Australians braced for deadly bushfires to spread and intensify Tuesday, as strong winds and high temperatures created "severe" fire conditions.
This photo taken on December 7, 2019 shows firefighters conducting back burning measures to secure residential areas from encroaching bushfires at the Mangrove area, some 90-110 kilometres north of Sydney. (Photo by VCG)
With Sydney and several other cities again cloaked in thick toxic smoke from blazes cutting through inland forests, firefighters warned of a difficult day ahead.
By early Tuesday, there were already nearly 100 bushfire incidents in the state of New South Wales alone and dozens more in Queensland.
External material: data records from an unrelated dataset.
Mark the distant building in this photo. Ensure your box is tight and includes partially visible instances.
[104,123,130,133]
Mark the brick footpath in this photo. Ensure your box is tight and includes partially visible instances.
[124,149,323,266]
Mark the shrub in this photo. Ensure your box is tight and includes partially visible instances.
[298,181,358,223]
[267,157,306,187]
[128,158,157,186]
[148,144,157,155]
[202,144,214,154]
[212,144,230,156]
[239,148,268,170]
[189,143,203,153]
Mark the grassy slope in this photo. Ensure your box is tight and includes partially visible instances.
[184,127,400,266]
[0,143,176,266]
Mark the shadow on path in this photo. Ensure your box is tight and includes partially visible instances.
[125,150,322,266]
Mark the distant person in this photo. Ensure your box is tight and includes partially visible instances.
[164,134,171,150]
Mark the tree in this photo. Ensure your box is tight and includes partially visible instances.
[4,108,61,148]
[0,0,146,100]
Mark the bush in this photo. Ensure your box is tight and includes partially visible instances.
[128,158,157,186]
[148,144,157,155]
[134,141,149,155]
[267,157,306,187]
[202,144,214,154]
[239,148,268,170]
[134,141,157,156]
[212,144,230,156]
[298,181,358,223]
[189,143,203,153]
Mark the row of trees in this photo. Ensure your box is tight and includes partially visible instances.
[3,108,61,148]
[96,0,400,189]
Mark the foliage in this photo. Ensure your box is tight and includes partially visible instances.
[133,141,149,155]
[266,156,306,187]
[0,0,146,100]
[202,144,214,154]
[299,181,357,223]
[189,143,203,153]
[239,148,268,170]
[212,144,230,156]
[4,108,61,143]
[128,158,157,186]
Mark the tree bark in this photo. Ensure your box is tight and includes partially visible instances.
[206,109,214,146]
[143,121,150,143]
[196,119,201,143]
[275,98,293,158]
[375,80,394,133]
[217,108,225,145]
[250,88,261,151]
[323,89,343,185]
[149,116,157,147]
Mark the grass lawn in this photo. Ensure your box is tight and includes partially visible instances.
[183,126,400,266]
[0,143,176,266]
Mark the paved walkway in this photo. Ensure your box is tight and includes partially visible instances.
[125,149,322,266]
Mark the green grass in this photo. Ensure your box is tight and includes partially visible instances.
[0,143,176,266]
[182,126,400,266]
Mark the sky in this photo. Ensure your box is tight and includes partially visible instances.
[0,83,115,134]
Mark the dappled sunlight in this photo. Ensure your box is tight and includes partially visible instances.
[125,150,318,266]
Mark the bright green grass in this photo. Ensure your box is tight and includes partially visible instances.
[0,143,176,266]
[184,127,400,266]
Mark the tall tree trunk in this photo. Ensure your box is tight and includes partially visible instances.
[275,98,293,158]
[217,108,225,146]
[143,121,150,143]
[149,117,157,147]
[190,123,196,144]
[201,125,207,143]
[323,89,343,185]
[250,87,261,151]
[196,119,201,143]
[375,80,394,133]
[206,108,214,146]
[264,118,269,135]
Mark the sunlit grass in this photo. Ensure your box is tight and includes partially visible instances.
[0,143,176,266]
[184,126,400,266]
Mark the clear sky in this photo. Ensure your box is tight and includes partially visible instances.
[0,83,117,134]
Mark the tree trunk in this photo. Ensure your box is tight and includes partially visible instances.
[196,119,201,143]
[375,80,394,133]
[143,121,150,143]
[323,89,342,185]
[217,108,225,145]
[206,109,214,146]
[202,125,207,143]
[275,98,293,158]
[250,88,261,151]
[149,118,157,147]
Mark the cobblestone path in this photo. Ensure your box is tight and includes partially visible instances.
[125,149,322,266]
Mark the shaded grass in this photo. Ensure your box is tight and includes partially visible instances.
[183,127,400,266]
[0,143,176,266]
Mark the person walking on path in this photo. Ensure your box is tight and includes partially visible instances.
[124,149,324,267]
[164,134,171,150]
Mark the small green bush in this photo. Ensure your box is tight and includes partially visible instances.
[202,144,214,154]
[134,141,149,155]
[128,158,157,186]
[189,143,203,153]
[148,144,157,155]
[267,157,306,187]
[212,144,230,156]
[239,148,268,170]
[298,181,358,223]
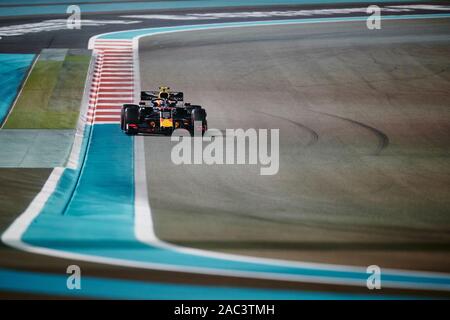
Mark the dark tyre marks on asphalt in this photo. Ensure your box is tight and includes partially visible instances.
[309,109,389,156]
[251,110,319,147]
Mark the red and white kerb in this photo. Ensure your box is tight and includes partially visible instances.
[87,39,134,124]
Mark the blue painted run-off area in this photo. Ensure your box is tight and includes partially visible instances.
[0,53,34,124]
[0,269,412,300]
[0,0,428,17]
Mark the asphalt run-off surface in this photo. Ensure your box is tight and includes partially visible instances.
[3,1,449,298]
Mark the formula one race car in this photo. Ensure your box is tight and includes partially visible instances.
[120,87,208,135]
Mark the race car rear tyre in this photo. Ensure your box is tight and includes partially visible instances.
[191,107,208,135]
[120,106,126,131]
[124,106,139,135]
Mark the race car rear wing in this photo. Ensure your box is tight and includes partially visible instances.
[141,91,183,101]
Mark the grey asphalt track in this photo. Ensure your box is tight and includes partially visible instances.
[140,19,450,272]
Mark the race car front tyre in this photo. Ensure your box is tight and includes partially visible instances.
[124,106,139,135]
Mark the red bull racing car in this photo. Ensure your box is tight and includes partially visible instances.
[120,87,208,135]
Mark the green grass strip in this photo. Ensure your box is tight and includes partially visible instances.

The New South Wales rural fire service said they expected "severe conditions where embers can be blown ahead of the fire into suburbs and threaten properties."
Total fire bans were put in place across much of the east of the country and in large parts of western Australia.
Temperatures in some inland areas are expected to ease past 40 degrees Celsius (104 Fahrenheit).
To the northwest of Sydney, several fires already burning for weeks have combined to create a "megafire" that has already destroyed 319,015 hectares (788,000 acres) of land, mostly inside national parks.
In the country's largest city, visibility was down to a few hundred metres (yards) and ailing residents were warned to stay indoors.
"People throughout coastal (New South Wales) are experiencing smoke haze this morning," the rural fire service said.
"Westerly winds have pushed smoke toward the coast. Smoke has settled over the city of Sydney. It will continue to linger until temperatures rise later in the day."
Bruce Baker -- an 82-year-old who lives in Gosford, north of Sydney -- said he was skipping his daily morning walk because of the smoke.
"This is the worst it’s been, for sure," he told AFP. "It dries your throat. Even if you're not asthmatic, you feel it."